The seeds were treated with Standak Top at a dose of 2 ml kg-1 and with liquid inoculant via the stalk - Bradyrhizobium + Azospirillum (1 dose - providing at least 1.2 million cells per seed, according to the manufacturer). Maintenance fertilization was performed with 330 kg ha-1 of NPK (02-20-20). The soil cover was maintained with corn and Brachiaria straw. Foliar fertilization was performed at stages V4, R1, R3, and R4/R5, as detailed in the supplementary material (Supplementary Table 2). Fungal control was carried out in four applications, with the following fungicides: 1st application - propiconazole + difenoconazole (0.15 L ha-1 a.i.); 2nd application - trifloxystrobin + prothioconazole (0.4 L ha-1 a.i.); 3rd application - epoxiconazole + fluxapyroxad + pyraclostrobin (0.80 L ha-1 a.i.); and, 4th application - trifloxystrobin + ciproconazole (0.2 L ha-1 a.i.) + mancozeb (1.5 kg a.i.). Weed and pest control were carried out following recommendations for the region.

Agronomic traits

The evaluations were carried out in the physiological maturity stage (R8), when there is a maximum accumulation of dry matter in the grains (fully mature grains). Lodging (LDG) was assessed using a rating scale of 1 to 5, where 1—indicates all plants erect, 2—up to 25% of plants lodged, 3—26 to 50% of plants lodged, 4—51 to 80% of plants lodged, and 5—above 81% of plants lodged. Plants were considered lodged when they had an inclination angle of 45° or higher. Plant height (PH) was measured from the soil surface to the apical end of the main stem, using a tape measure, at three randomly selected points in the plot, and the results were expressed in cm. Maturity at R8 was assessed as the number of days from emergence to stage R8, which corresponds to full soybean maturation, expressed in days. Hundred-seed weight (100-SW) was evaluated by direct weighing on a precision balance. The seed yield (SY) was determined by weighing the harvested useful area (15 m2 of each plot) and then converted to kilograms per hectare, standardized to a moisture content of 13%.

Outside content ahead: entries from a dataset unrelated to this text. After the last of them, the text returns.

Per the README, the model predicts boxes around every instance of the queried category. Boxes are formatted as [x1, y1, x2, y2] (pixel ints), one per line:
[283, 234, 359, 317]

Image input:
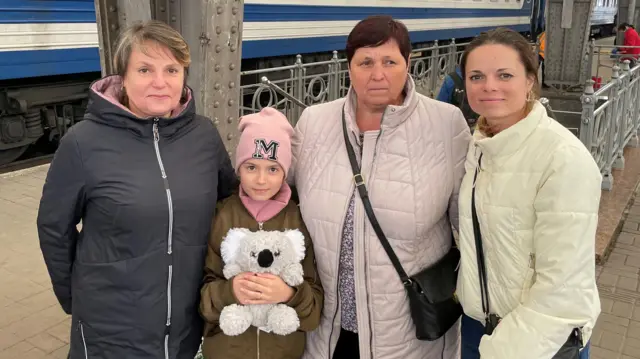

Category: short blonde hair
[113, 20, 191, 76]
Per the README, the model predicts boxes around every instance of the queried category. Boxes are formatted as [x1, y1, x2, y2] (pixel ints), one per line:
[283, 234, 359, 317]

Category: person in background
[537, 31, 549, 88]
[200, 107, 324, 359]
[37, 21, 238, 359]
[457, 28, 602, 359]
[617, 22, 640, 67]
[436, 66, 478, 132]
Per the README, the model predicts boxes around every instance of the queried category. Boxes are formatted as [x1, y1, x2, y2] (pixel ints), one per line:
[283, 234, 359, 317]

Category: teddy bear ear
[220, 228, 250, 263]
[285, 229, 305, 262]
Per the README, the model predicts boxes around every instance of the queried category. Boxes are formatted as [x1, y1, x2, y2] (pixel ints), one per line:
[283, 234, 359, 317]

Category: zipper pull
[153, 117, 160, 142]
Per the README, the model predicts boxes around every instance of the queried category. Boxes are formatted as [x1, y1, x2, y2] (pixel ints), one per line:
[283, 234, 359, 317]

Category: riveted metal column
[580, 79, 596, 169]
[427, 40, 440, 98]
[544, 0, 595, 86]
[613, 60, 631, 170]
[94, 0, 153, 76]
[201, 0, 244, 158]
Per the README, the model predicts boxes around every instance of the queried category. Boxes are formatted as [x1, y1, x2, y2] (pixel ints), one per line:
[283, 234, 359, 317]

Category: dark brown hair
[460, 27, 540, 99]
[346, 15, 411, 63]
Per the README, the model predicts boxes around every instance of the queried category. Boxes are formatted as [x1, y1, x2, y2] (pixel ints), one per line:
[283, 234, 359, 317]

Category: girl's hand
[241, 273, 295, 304]
[231, 272, 260, 305]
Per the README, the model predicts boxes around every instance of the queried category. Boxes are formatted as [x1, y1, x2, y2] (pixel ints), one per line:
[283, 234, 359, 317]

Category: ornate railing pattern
[240, 40, 466, 124]
[580, 61, 640, 190]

High-throughput phenotyping analysis

The canopy development of soybean pure lines was monitored using digital images obtained from overflights, using a Drone (DJI Phantom 4) equipped with its own camera (RGB) with 20 megapixels. At the beginning of sowing, plots and ground control points (GCPs) were marked in the form of an X (white) placed throughout the study area. The coordinates of each control point were obtained by GNSS-RTK receiver (Global Navigation Satellite System-Real Time Kinematic) and were used to generate the orthomosaic from the images captured by the ARP at each sowing time (Fig. 1).

The flights were autonomously conducted with a plan created in the Dronedeploy® application and began from seedling emergence until harvest, 28, 37, 49, 70, 86, 105, 115, and 120 days after sowing (DAS). One flight per day was conducted, lasting between 15 and 25 minutes, at an altitude of 50 m and a speed of 3 m/s, with a 1 cm pixel size for greater image precision. The images were captured with a lateral overlap of 80% and a frontal overlap of 75% for the construction of the final orthomosaic. UAV flights were conducted under stable environmental conditions on calm, clear days within specific flight windows to ensure data consistency. A single flight capturing multiple images per phenotyping session was performed to enhance image quality and overlap. The weather parameters (temperature, humidity, and wind speed) were continuously recorded throughout the growing season.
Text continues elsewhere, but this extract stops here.